Chapitre LXXXVIII
Car, comme je l’ai dit, le don le plus grand qu’Antoine avait reçu de Dieu en récompense de sa vie si austère qu’il passait à son service, a été le discernement des esprits. Il connaissait tous les mouvements des démons, tous leurs desseins et toutes leurs attaques. Et non seulement il ne se laissait pas tromper par eux, mais il consolait par ses discours tous ceux qui en étaient tourmentés et il leur enseignait comment les surmonter leurs efforts et rendre leurs embûches inutiles, en faisant connaître leur faiblesse et leurs tromperies.
Ainsi chacun, en se séparant de lui, se sentait fortifié, comme par une huile céleste, si bien qu’il ne craignait plus les assauts du diable ni de ses démons.
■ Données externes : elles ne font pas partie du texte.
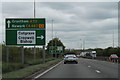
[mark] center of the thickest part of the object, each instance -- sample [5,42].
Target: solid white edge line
[47,70]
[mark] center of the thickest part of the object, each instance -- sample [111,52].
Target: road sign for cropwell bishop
[25,31]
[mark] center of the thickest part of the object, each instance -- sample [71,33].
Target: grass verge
[29,70]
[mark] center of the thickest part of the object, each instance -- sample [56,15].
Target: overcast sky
[74,22]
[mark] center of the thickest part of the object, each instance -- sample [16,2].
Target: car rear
[70,59]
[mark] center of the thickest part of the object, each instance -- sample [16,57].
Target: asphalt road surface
[86,68]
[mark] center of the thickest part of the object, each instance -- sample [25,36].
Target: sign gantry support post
[23,56]
[25,32]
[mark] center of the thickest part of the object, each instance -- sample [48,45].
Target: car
[70,58]
[113,57]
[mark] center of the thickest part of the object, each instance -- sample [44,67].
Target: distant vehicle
[113,56]
[70,58]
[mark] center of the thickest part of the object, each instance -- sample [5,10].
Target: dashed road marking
[46,71]
[97,71]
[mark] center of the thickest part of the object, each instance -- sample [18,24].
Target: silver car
[70,59]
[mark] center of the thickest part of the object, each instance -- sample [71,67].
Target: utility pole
[113,39]
[52,36]
[83,44]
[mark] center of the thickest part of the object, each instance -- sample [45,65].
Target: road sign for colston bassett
[25,31]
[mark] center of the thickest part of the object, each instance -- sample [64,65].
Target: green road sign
[56,49]
[25,32]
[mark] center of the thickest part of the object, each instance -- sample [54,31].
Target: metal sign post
[25,32]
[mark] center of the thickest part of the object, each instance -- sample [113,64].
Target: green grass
[29,70]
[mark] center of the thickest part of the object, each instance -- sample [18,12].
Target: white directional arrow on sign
[41,37]
[8,23]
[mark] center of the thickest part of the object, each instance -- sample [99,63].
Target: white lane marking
[89,66]
[47,71]
[97,71]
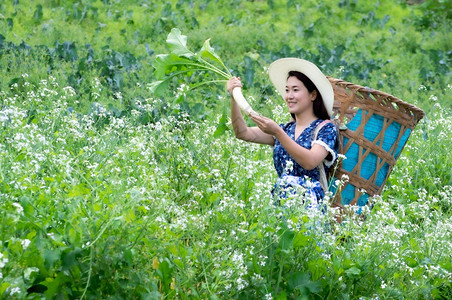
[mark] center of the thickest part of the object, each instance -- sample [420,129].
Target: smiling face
[299,100]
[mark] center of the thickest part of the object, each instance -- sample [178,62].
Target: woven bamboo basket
[373,129]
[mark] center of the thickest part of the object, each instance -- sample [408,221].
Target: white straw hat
[279,70]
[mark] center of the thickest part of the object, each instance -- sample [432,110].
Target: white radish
[241,101]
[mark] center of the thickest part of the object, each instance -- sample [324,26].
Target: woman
[299,152]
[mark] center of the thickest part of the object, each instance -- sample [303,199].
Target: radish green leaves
[183,62]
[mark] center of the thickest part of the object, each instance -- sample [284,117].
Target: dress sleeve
[327,137]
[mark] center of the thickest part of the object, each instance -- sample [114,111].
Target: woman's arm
[241,130]
[307,158]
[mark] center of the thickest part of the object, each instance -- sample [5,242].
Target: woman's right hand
[233,83]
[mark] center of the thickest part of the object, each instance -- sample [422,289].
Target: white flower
[19,207]
[25,243]
[15,290]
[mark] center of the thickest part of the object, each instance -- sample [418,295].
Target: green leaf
[208,52]
[286,241]
[178,43]
[168,63]
[222,127]
[301,281]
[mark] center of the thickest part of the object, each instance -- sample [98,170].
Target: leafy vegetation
[110,191]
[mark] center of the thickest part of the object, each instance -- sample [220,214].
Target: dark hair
[319,108]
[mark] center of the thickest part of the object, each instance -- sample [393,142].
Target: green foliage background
[108,191]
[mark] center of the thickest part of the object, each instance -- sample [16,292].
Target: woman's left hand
[265,124]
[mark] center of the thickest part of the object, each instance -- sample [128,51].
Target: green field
[108,191]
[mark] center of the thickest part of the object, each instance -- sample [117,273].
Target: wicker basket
[374,128]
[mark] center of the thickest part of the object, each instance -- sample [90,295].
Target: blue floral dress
[293,179]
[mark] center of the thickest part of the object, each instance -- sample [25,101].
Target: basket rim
[359,88]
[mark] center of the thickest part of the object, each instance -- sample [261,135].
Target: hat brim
[279,70]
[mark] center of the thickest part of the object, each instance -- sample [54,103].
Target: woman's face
[297,96]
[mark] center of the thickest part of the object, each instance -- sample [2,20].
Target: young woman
[299,152]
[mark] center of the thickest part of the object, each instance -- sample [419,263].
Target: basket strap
[323,181]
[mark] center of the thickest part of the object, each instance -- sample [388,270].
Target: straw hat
[279,70]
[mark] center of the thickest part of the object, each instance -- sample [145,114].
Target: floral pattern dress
[293,179]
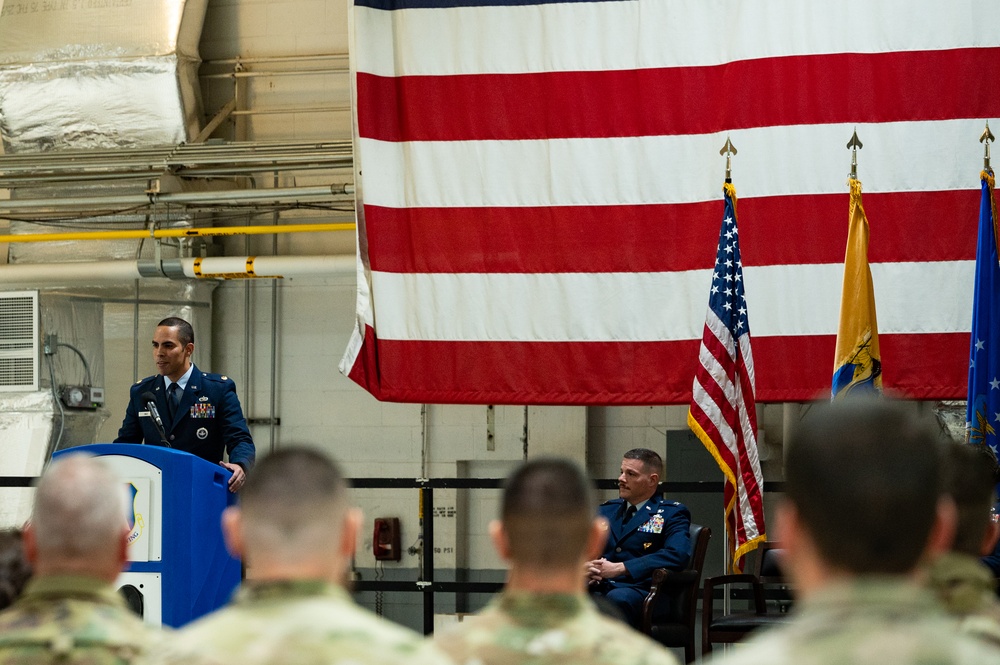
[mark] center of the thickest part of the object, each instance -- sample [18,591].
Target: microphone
[149,399]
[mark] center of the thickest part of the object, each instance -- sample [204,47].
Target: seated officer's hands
[602,569]
[238,478]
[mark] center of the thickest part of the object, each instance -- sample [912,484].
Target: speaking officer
[200,412]
[645,533]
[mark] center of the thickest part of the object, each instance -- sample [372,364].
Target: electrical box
[385,540]
[82,397]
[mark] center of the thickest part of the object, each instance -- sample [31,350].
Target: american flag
[537,184]
[723,414]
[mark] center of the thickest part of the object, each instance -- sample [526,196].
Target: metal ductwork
[98,73]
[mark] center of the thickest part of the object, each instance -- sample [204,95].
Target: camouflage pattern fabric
[299,623]
[966,588]
[73,621]
[869,621]
[545,629]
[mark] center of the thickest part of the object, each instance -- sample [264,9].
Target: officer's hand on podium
[238,478]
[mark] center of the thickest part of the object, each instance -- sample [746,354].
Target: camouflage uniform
[73,620]
[300,623]
[966,588]
[521,628]
[872,620]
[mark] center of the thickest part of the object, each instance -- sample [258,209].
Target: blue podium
[179,568]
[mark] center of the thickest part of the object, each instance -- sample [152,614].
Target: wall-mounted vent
[18,341]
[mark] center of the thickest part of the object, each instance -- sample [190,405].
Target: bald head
[292,509]
[78,519]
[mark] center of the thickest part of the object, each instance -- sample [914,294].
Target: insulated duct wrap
[98,73]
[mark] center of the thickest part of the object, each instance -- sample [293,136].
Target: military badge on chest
[202,409]
[654,525]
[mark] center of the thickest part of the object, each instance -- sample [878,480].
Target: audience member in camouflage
[296,534]
[961,581]
[548,533]
[862,509]
[76,542]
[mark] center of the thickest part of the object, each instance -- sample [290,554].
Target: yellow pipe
[178,233]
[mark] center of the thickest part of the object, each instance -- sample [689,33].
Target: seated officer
[862,510]
[646,533]
[547,530]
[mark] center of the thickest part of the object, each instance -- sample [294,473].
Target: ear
[501,543]
[29,540]
[943,531]
[597,537]
[232,531]
[349,532]
[990,538]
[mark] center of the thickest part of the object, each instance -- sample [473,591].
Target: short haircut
[185,333]
[79,509]
[547,511]
[14,568]
[650,459]
[293,502]
[864,476]
[969,482]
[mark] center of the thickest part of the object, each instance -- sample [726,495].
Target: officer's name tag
[654,525]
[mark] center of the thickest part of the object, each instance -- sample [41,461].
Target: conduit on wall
[221,267]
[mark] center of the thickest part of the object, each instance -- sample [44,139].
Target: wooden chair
[733,627]
[670,609]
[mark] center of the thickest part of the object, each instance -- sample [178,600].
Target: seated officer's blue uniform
[657,536]
[209,419]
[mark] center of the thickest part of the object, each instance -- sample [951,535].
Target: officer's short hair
[79,508]
[969,481]
[294,497]
[864,476]
[547,511]
[650,459]
[185,333]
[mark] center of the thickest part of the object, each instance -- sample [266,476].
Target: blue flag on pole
[982,419]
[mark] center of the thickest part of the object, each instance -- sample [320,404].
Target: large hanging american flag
[723,414]
[537,185]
Combien de vierges promises en mariage, simplement parce qu’elles avaient vu Antoine, ont pas consacré leur virginité à Jésus-Christ ? Plusieurs, venues le voir de provinces éloignées, ne sont-elles pas reparties, comme les autres, avec beaucoup de consolation et de profit ? Et tous, généralement, se dirent orphelins après sa mort, comme s’il avait été leur père commun. Ils n’avaient d’autre consolation que de se souvenir de lui et de penser aux instructions qu’il leur avait données et aux exhortations qu’il leur avait faites.